Hands-on learning at the University of Nebraska Medical College, northern division, in Norfolk, Nebraska. (Courtesy of the University of Nebraska)
OMAHA — Nebraska is on pace to be short 5,435 nurses by 2025, according to a new study urging state investment in education, recruitment and retention.
Burnout, an aging nursing population and insufficient training funds are contributing to the struggle to fill positions and setting off an alarm about patient care, said the report by a trio of health care entities.
The three are the Nebraska Hospital Association, Nebraska Rural Health Association and Nebraska Health Care Workforce Collaborative.
“Our hospitals in Nebraska face tremendous pressure when it comes to recruiting and retaining a stable and healthy workforce,” said NHA president Jeremy Nordquist. “This report highlights the significant gaps in nursing across the state, especially in the areas of behavioral health and critical care.”
Citing findings of the report, State Sen. Merv Riepe of Ralston has introduced a measure to increase spending on clinical training sites for nurses. The amendment to a multifaceted Health and Human Services bill asks for a total of $6 million over two fiscal years.
The hospital association said the ongoing nurse shortage not only affects the state’s physical health, but also hurts the economy because people and businesses won’t settle or stay in communities without good care.
Staffing shortages also have driven up wages, the NHA said, and have led hospitals to invest “significant” resources to recruit and retain staff.
“In the face of an ongoing pandemic, such investments in labor have only exacerbated hospitals’ existing financial hardships — with over one-third of hospitals projected to be in the red by year’s end,” the report said.
Also by year’s end, the report’s authors projected a median operating margin that’s about 10% below pre-pandemic levels.
The upshot will be fundamental shifts in health care delivery that include widespread telemedicine options, the report said.
Other highlights of the “Nebraska Nursing Workforce Shortage” report:
- Of Nebraska’s 93 counties, 73 have less than the national average ratio of registered nurses to patients; and 66 counties have been deemed medically underserved.

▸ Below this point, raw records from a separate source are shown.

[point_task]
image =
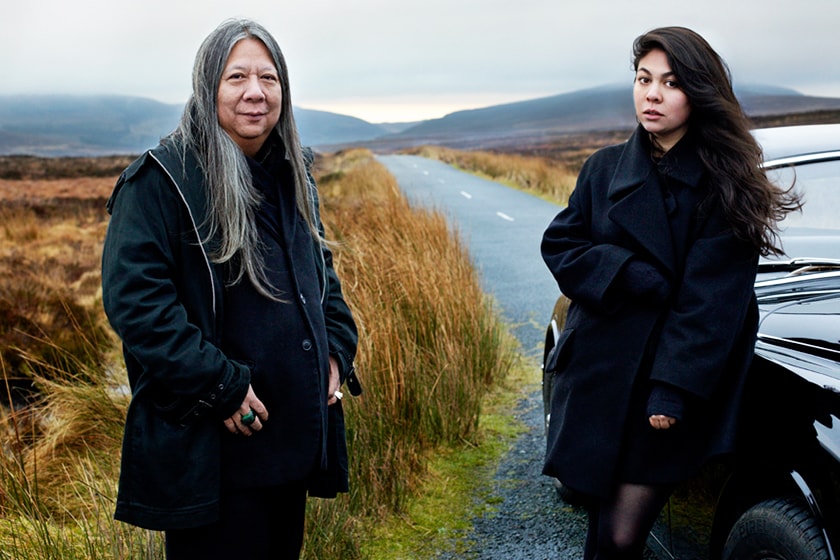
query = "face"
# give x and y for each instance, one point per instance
(249, 95)
(661, 106)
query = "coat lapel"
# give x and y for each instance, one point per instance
(637, 203)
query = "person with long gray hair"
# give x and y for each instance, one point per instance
(236, 335)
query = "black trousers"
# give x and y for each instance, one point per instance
(261, 523)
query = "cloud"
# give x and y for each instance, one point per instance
(368, 52)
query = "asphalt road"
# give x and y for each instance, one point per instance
(503, 228)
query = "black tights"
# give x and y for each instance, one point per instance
(619, 524)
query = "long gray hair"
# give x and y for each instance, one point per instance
(233, 200)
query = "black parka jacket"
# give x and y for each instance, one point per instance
(163, 296)
(698, 339)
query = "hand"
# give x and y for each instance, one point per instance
(234, 423)
(335, 382)
(661, 422)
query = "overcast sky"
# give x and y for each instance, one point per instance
(403, 60)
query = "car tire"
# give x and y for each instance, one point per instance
(777, 529)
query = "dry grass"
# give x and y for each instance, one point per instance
(431, 346)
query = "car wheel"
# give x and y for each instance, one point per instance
(777, 529)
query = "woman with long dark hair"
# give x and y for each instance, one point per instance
(658, 251)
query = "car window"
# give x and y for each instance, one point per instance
(819, 185)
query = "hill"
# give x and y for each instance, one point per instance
(106, 125)
(62, 125)
(605, 108)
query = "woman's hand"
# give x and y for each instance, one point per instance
(251, 404)
(335, 383)
(661, 422)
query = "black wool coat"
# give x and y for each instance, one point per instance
(696, 333)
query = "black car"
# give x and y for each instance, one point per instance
(779, 496)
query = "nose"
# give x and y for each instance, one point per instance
(253, 89)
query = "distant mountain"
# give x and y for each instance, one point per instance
(321, 127)
(57, 125)
(591, 110)
(54, 125)
(61, 125)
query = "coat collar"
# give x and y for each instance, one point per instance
(638, 205)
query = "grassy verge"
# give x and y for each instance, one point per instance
(459, 485)
(431, 349)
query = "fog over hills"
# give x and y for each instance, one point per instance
(56, 125)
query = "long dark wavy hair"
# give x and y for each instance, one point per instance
(752, 204)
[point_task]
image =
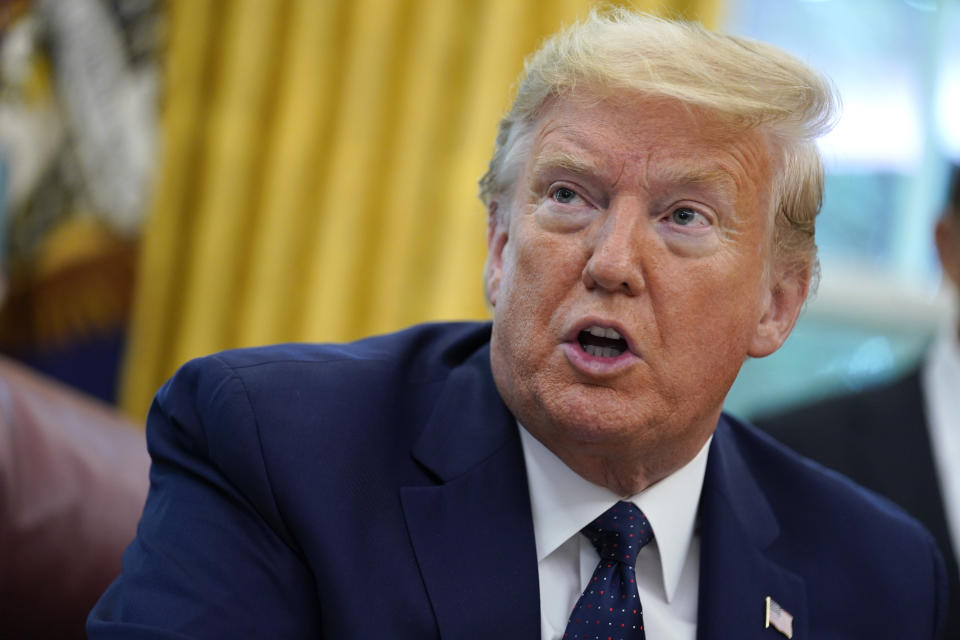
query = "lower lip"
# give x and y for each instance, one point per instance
(595, 365)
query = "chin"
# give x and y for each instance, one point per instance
(597, 416)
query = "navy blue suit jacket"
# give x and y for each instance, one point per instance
(377, 490)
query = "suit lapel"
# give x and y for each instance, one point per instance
(473, 532)
(736, 573)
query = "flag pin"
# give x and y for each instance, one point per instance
(777, 618)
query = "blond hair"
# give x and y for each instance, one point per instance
(746, 84)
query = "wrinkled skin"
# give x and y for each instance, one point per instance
(649, 218)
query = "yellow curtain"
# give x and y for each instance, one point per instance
(319, 168)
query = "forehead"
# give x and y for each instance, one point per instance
(650, 142)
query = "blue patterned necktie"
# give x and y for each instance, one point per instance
(610, 604)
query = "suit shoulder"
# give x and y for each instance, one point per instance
(422, 350)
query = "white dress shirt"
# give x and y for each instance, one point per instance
(941, 390)
(668, 568)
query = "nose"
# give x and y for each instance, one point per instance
(615, 261)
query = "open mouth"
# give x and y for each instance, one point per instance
(601, 342)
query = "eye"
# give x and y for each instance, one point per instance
(564, 195)
(687, 217)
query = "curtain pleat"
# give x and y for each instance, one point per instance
(320, 159)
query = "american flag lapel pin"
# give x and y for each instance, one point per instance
(777, 618)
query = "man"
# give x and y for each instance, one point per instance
(651, 201)
(902, 439)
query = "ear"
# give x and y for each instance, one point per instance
(947, 237)
(496, 241)
(783, 303)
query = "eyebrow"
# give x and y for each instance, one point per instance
(680, 174)
(565, 161)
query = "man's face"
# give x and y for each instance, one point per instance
(628, 273)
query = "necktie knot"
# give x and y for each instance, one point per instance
(619, 533)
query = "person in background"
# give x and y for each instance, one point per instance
(566, 470)
(901, 439)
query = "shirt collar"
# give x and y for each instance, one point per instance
(563, 503)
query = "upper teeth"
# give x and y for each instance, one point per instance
(603, 332)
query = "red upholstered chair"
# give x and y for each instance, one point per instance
(73, 479)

- Nine counties have no registered nurses.
- About 3 in 10 health care workers considered leaving their profession, and about 6 in 10 said pandemic-related stress had harmed their mental health, according to a Kaiser Family Foundation/Washington Post poll.
- Nationally, 69% of nursing schools reported that even after receiving qualified applications, students were rejected due to insufficient availability of clinical sites.
- A top challenge for health care staffing shortages, according to a nurse survey by the American Organization for Nursing Leadership, was “emotional health and well-being of staff.”